Alle altre invece non piace questo incarico: qualcuna crede che sia un ambito non interessante e troppo di nicchia, qualcuna che ci voglia troppo tempo per sembrare credibili in quel settore e che riusciremo ad acquisire quel lessico solo tra 6 mesi! Qualcuna crede che sia folle infilarci per forza in qualcosa che non ci piace.
Tutte esprimono qualcosa che è mio e solo mio: emozioni, desideri, paure, intenzioni. Tutte hanno ragione anche se qualcuna urla più forte e qualcun'altra invece parla a voce bassissima che quasi non si sente. Tutte sono nella mia testa e nessuna esiste davvero. Le ascolto però e mi rendo conto di come funziono.
E come una mamma che ascolta un litigio e i capricci annessi, prendo distanza e capisco che non posso prendere le mie decisioni basandomi su quello che penseranno gli altri, ma solo su ciò che “voglio” per me, su ciò che IO voglio vedere quando mi guardo allo specchio.
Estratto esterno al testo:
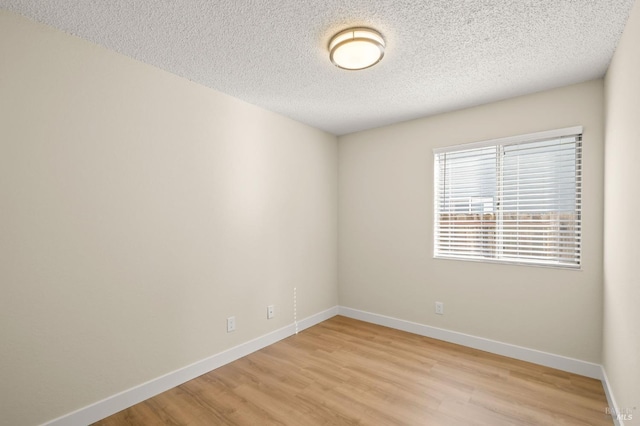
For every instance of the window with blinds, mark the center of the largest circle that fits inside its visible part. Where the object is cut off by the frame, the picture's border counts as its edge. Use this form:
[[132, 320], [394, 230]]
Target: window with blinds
[[515, 200]]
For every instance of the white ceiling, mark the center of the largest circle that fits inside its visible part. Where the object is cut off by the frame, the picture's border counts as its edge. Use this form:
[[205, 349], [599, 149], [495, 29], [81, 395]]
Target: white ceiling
[[441, 55]]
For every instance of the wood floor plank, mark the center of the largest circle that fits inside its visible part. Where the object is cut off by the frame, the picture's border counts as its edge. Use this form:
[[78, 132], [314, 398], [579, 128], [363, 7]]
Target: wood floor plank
[[348, 372]]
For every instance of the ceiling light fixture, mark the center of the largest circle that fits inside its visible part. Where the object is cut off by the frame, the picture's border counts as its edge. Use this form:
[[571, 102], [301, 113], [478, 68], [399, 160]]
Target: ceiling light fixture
[[356, 48]]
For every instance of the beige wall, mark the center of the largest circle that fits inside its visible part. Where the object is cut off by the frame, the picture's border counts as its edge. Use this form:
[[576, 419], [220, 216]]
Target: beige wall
[[385, 224], [621, 336], [139, 210]]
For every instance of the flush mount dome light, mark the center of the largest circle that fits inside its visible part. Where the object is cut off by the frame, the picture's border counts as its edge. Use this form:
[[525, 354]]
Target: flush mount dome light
[[356, 48]]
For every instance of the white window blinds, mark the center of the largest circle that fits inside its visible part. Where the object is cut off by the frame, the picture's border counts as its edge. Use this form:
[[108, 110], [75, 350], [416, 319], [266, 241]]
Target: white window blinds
[[515, 200]]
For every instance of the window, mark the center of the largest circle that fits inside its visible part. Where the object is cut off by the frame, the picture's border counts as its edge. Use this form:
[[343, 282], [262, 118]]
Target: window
[[513, 200]]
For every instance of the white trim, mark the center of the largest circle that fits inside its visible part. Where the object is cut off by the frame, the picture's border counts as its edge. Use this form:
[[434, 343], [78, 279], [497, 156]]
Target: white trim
[[610, 399], [111, 405], [510, 140], [559, 362]]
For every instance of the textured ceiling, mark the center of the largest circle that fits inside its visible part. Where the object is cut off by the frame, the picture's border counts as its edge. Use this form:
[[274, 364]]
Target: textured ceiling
[[441, 55]]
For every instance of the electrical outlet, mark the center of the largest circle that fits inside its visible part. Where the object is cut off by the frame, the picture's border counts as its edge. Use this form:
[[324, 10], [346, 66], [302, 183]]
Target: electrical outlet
[[271, 311], [231, 324]]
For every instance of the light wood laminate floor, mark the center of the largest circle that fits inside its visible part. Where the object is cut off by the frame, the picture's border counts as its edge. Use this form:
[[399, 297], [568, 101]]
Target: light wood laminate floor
[[348, 372]]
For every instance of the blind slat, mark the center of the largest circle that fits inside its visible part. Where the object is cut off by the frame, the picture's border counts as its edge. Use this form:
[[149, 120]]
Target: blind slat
[[515, 202]]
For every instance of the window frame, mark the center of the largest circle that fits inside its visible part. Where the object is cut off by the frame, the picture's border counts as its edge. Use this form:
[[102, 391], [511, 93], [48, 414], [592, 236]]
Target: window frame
[[500, 143]]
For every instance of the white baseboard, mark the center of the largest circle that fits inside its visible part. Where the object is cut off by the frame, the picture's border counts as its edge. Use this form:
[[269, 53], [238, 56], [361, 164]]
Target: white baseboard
[[559, 362], [125, 399], [613, 407]]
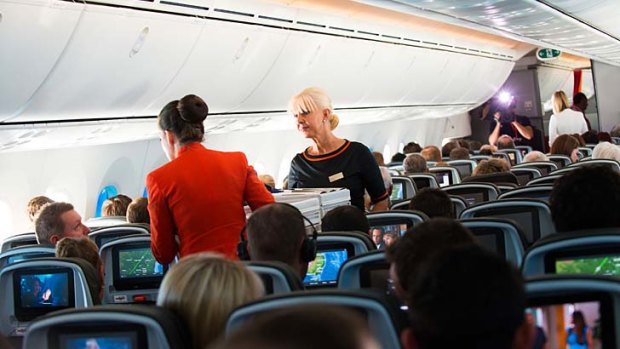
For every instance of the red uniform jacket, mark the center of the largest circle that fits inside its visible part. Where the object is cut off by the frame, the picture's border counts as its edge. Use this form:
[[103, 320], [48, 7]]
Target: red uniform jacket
[[199, 196]]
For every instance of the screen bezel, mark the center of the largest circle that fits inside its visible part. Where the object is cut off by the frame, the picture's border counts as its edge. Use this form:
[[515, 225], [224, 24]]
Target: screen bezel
[[58, 335], [330, 246], [606, 309], [28, 313], [132, 283]]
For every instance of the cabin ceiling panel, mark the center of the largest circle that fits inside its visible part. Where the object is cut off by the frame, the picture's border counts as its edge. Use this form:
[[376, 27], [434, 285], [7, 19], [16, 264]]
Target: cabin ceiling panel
[[588, 28], [24, 65]]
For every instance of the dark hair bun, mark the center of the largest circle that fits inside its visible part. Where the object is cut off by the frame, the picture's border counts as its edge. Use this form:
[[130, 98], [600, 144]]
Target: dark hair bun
[[192, 109]]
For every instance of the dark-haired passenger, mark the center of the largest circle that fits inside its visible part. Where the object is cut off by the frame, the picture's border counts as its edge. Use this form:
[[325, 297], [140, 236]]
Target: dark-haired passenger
[[467, 297], [58, 220], [433, 202], [345, 218], [189, 198], [137, 211], [277, 232], [586, 198]]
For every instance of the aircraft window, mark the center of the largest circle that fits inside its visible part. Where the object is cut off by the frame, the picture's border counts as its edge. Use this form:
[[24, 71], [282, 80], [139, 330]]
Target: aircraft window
[[105, 193], [6, 228]]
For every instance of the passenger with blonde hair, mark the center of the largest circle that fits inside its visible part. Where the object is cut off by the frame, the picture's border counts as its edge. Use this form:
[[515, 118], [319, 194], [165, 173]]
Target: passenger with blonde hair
[[564, 120], [566, 145], [331, 161], [203, 289], [606, 150]]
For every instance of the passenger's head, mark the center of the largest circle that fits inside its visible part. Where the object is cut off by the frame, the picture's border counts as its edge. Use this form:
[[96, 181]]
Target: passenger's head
[[137, 211], [303, 327], [447, 148], [586, 198], [313, 111], [35, 204], [84, 248], [431, 153], [378, 158], [184, 120], [58, 220], [535, 155], [115, 206], [203, 289], [433, 202], [505, 142], [559, 101], [459, 154], [345, 218], [566, 145], [467, 297], [414, 163], [590, 137], [491, 166], [412, 147], [268, 180], [276, 232], [420, 243], [580, 100]]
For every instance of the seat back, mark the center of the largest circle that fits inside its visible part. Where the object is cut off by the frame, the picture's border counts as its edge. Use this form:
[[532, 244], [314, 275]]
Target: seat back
[[552, 299], [103, 235], [422, 180], [560, 160], [383, 316], [446, 175], [593, 252], [277, 277], [110, 327], [525, 174], [501, 236], [131, 273], [474, 193], [18, 240], [545, 167], [368, 270], [333, 249], [531, 215], [606, 162], [35, 287], [25, 252], [541, 192], [465, 167]]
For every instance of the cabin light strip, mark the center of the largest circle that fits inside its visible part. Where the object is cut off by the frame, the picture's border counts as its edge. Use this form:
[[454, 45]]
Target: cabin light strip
[[221, 14]]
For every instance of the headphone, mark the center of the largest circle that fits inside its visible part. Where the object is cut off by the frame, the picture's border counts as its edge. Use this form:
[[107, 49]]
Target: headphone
[[308, 246]]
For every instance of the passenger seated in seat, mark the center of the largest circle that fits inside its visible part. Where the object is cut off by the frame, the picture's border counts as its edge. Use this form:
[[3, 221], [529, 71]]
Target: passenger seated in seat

Mi rendo conto non voglio vivere questa Challenge come una punizione inesorabile che per forza mi faccia sanguinare, anche se so che per avere la pelle più spessa l’unico modo è ferirsi-e-guarire.
Ho voluto questa #challenge perché sia un’opera d’arte: voglio che mi crei occasioni per crescere e migliorare ma voglio che sia bella da vivere visto che la scelgo ogni giorno.
Voglio sfide difficili sì, ma voglio che mi ”accendano”: voglio che generino dentro di me energia, curiosità e voglia di imparare, che poi sono le 3 cose che mi rendono ME.
Dirò di no a quella proposta. Perché non va nella direzione in cui io voglio sbocciare. Ma dico di sì a tutte le mie Ale, continuate a parlare dentro di me e mostratemi di cosa ho bisogno.